Con la Nota 16 gennaio 2015, l’Anci è tornata sul tema della gestione associata delle “funzioni fondamentali” dei piccoli Comuni. “Negli anni, – si legge – Anci ha sostenuto la necessità di incentivare la gestione associata dei servizi e delle funzioni attraverso un percorso graduale , monitorato e ragionevole.

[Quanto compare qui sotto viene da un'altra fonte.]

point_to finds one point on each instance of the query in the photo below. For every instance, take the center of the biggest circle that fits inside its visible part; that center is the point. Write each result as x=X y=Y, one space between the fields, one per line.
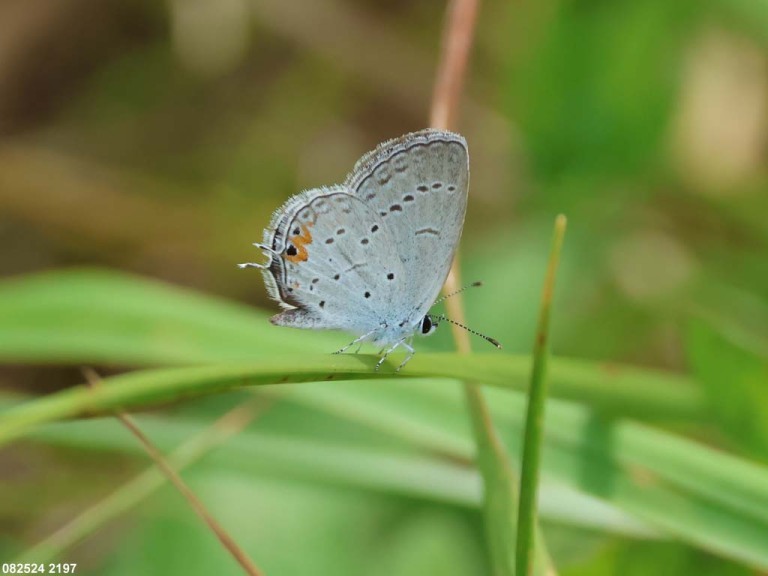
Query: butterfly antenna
x=491 y=340
x=459 y=291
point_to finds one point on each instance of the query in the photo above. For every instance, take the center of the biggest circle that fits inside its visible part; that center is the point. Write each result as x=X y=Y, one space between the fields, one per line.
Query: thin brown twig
x=458 y=35
x=226 y=540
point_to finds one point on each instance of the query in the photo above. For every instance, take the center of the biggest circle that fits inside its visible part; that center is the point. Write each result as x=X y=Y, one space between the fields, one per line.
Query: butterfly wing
x=417 y=184
x=333 y=263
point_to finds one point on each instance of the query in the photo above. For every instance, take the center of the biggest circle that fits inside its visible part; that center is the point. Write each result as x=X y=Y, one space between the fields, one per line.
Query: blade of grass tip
x=142 y=486
x=226 y=540
x=537 y=395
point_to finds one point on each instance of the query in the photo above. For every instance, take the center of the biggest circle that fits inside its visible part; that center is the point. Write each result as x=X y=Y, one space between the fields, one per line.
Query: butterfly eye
x=427 y=325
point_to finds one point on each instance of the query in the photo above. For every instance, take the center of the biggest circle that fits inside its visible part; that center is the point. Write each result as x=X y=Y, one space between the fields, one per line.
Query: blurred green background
x=154 y=139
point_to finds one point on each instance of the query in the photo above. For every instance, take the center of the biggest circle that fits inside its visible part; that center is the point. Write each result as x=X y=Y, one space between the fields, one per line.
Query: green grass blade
x=537 y=397
x=92 y=317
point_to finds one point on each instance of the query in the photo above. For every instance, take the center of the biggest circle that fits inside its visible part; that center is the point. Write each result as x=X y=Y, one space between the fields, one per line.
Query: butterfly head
x=427 y=325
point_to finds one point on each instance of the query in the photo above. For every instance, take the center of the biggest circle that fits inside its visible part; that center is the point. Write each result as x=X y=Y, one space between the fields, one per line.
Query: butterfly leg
x=264 y=248
x=389 y=351
x=411 y=352
x=358 y=340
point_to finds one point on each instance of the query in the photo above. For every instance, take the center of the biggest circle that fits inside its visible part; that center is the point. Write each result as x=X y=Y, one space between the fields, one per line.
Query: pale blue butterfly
x=371 y=255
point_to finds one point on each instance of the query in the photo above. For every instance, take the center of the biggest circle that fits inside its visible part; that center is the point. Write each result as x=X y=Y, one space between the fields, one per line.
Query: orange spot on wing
x=300 y=242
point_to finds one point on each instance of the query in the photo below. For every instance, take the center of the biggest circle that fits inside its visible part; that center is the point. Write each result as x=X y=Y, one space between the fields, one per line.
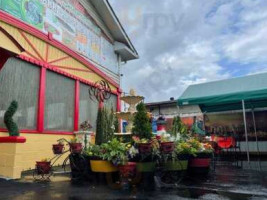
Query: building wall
x=76 y=25
x=33 y=46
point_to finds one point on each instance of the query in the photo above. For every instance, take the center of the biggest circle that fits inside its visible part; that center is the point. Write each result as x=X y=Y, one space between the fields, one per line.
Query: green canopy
x=227 y=94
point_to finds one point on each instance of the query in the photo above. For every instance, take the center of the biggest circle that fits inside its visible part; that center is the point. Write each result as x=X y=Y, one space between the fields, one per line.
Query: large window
x=20 y=81
x=111 y=102
x=88 y=107
x=59 y=102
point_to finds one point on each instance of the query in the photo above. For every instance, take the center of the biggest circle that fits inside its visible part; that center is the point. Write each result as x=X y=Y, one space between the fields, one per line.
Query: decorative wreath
x=100 y=91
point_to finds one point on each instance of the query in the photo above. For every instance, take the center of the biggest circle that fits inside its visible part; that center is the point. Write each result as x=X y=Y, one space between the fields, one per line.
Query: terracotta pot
x=58 y=148
x=144 y=148
x=102 y=166
x=127 y=170
x=167 y=147
x=43 y=167
x=76 y=147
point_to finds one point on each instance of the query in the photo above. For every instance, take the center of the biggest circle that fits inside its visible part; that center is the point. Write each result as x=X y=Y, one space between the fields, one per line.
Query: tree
x=104 y=125
x=99 y=127
x=8 y=120
x=142 y=126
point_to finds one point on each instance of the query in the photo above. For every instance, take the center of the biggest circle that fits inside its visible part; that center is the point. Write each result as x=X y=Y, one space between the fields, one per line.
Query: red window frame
x=46 y=66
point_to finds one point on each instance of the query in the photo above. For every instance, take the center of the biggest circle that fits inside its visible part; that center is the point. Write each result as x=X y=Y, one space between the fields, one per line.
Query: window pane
x=111 y=102
x=59 y=102
x=19 y=81
x=88 y=107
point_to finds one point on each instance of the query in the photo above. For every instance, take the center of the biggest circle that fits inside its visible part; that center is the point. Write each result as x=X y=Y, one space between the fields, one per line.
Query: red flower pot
x=127 y=170
x=76 y=147
x=167 y=147
x=144 y=148
x=58 y=148
x=43 y=167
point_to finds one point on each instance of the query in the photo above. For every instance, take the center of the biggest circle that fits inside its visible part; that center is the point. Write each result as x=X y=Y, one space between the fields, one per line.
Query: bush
x=142 y=126
x=8 y=120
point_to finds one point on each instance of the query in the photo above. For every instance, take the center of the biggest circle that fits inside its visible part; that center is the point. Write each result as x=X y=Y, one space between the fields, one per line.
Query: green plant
x=179 y=127
x=142 y=126
x=114 y=151
x=104 y=125
x=99 y=127
x=8 y=120
x=185 y=148
x=93 y=151
x=73 y=140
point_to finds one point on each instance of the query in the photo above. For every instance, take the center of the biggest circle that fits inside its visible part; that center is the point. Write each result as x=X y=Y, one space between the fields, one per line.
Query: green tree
x=8 y=120
x=99 y=127
x=142 y=126
x=104 y=125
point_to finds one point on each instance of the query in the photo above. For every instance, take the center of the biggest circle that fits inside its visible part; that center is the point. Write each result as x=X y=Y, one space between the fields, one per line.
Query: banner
x=70 y=24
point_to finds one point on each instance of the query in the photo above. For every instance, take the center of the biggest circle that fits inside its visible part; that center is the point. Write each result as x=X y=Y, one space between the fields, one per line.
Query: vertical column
x=77 y=105
x=41 y=103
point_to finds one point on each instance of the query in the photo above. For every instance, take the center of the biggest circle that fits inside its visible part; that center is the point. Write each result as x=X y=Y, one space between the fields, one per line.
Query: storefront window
x=59 y=102
x=88 y=107
x=111 y=102
x=20 y=81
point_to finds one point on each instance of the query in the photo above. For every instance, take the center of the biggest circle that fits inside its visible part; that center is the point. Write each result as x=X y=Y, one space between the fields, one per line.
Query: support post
x=246 y=131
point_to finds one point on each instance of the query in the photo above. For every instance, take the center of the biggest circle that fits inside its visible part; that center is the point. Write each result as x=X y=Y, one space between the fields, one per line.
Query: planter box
x=176 y=165
x=146 y=166
x=102 y=166
x=201 y=163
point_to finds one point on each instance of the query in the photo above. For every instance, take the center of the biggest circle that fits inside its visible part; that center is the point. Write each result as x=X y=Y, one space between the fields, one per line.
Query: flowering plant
x=185 y=148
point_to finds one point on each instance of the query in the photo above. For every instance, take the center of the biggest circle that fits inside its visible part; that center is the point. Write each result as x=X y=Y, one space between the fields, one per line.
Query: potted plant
x=58 y=148
x=43 y=166
x=147 y=158
x=75 y=146
x=200 y=163
x=166 y=145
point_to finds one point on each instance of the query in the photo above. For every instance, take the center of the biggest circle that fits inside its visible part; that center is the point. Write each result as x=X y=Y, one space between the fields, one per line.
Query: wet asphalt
x=223 y=183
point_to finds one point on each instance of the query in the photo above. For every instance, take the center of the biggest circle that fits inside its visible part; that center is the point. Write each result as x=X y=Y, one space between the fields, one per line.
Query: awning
x=227 y=94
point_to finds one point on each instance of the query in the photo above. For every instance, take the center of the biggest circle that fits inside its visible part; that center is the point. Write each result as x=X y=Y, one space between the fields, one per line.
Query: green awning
x=227 y=94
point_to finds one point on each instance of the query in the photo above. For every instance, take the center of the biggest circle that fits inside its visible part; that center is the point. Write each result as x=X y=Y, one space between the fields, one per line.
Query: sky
x=184 y=42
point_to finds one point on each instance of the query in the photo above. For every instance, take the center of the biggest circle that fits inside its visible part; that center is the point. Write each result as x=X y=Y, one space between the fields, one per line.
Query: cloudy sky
x=183 y=42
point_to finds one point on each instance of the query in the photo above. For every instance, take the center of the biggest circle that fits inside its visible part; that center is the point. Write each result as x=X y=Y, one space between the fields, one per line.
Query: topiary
x=99 y=127
x=142 y=126
x=8 y=120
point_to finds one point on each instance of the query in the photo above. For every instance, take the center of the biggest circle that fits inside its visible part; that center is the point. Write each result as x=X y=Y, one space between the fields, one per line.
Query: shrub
x=8 y=120
x=142 y=126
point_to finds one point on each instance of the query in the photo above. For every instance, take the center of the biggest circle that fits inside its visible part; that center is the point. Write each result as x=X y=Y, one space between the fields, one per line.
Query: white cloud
x=182 y=42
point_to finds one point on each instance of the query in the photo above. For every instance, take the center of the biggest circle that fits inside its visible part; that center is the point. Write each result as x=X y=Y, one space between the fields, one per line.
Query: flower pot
x=127 y=170
x=144 y=148
x=200 y=164
x=76 y=147
x=102 y=166
x=167 y=147
x=43 y=167
x=58 y=148
x=146 y=166
x=180 y=165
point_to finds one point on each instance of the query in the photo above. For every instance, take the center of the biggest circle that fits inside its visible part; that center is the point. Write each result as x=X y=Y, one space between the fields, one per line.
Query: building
x=51 y=53
x=169 y=110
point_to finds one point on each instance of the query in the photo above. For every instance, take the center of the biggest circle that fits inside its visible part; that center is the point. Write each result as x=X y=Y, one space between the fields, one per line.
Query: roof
x=109 y=17
x=226 y=93
x=159 y=103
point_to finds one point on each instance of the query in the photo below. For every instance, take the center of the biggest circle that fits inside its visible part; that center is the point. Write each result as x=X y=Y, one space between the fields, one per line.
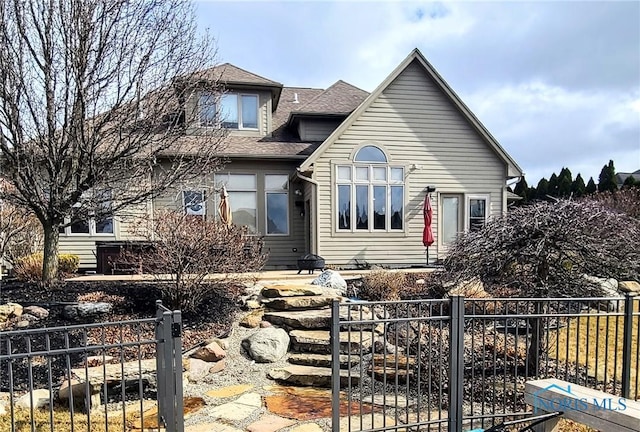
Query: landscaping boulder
x=211 y=352
x=9 y=310
x=36 y=311
x=41 y=398
x=86 y=310
x=267 y=345
x=331 y=279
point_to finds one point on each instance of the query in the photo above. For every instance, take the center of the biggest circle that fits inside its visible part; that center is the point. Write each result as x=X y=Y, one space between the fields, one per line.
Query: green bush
x=382 y=285
x=29 y=268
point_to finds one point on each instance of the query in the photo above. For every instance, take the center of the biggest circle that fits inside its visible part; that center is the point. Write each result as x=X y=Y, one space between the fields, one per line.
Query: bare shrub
x=186 y=249
x=382 y=285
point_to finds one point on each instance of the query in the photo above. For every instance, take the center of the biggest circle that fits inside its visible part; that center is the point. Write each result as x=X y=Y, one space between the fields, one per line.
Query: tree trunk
x=50 y=256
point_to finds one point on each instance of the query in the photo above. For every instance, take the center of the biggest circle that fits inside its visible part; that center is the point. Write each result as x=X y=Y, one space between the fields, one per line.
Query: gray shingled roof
x=230 y=74
x=340 y=98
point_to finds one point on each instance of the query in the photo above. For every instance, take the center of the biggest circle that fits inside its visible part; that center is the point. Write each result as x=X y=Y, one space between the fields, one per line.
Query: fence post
x=626 y=344
x=456 y=360
x=334 y=340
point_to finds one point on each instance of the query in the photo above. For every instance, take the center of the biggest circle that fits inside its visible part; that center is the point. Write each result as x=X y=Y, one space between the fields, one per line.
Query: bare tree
x=92 y=97
x=546 y=248
x=184 y=250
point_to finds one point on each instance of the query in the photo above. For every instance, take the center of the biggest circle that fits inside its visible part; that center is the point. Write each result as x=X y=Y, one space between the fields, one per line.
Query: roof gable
x=513 y=169
x=340 y=98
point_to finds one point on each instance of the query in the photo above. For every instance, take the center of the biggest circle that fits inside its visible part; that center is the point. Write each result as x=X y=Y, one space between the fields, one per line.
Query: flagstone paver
x=229 y=391
x=270 y=423
x=239 y=409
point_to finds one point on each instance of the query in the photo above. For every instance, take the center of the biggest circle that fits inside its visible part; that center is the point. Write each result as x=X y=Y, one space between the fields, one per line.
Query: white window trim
x=266 y=215
x=218 y=121
x=370 y=183
x=467 y=208
x=204 y=202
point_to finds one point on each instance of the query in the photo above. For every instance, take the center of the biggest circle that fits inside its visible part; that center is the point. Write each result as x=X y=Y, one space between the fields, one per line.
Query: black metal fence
x=459 y=364
x=102 y=376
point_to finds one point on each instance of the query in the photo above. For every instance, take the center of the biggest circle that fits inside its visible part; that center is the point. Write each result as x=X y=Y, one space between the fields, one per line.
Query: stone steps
x=318 y=341
x=310 y=376
x=322 y=360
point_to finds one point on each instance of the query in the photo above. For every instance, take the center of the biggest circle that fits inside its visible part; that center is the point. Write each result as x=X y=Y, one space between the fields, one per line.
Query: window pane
x=344 y=207
x=104 y=226
x=250 y=111
x=278 y=182
x=370 y=154
x=193 y=202
x=344 y=173
x=207 y=108
x=243 y=209
x=450 y=218
x=379 y=207
x=380 y=173
x=477 y=213
x=80 y=227
x=362 y=207
x=242 y=182
x=229 y=111
x=362 y=173
x=397 y=174
x=277 y=214
x=397 y=207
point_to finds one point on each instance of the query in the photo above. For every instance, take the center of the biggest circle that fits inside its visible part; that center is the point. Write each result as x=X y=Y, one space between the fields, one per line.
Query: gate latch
x=176 y=330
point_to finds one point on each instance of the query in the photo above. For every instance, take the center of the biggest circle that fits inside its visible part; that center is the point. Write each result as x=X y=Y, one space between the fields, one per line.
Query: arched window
x=370 y=193
x=370 y=154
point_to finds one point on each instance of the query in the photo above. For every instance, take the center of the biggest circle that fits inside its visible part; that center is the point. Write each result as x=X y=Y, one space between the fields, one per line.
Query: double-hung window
x=370 y=193
x=277 y=202
x=242 y=190
x=193 y=203
x=230 y=111
x=92 y=216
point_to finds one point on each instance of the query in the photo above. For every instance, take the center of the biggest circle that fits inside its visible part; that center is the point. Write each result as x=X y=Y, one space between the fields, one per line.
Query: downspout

La normativa che si è succeduta negli anni, farraginosa e contraddittoria ci ha fatti giungere alla scadenza del 31 dicembre con un bilancio non del tutto positivo. L’Anci ribadisce quindi la necessità di una verifica del regime di incentivi e dei processi in corso con l’obiettivo di sostenere la realizzazione di Unione di Comuni sulla base di scelte volontarie dei Comuni stessi e garantendo la massima flessibilità nella definizione degli ambiti. Sono infatti evidenti alcune criticità, come la palese impossibilità di fare gestione associata con un Comune limitrofo superiore ai 5.000 abitanti; e riteniamo fondamentale l’esigenza di incentivare il processo escludendo i comuni dai vincoli del Patto di stabilità”.

Ciò premesso, l’Associazione ha chiesto che si provveda a mettere in campo la citata verifica ed a istituire un Osservatorio per monitorare gli esiti della ricognizione nonché la adozione di azioni politiche che siano rispettose dell’Autonomia dei Comuni e dei principi di leale collaborazione.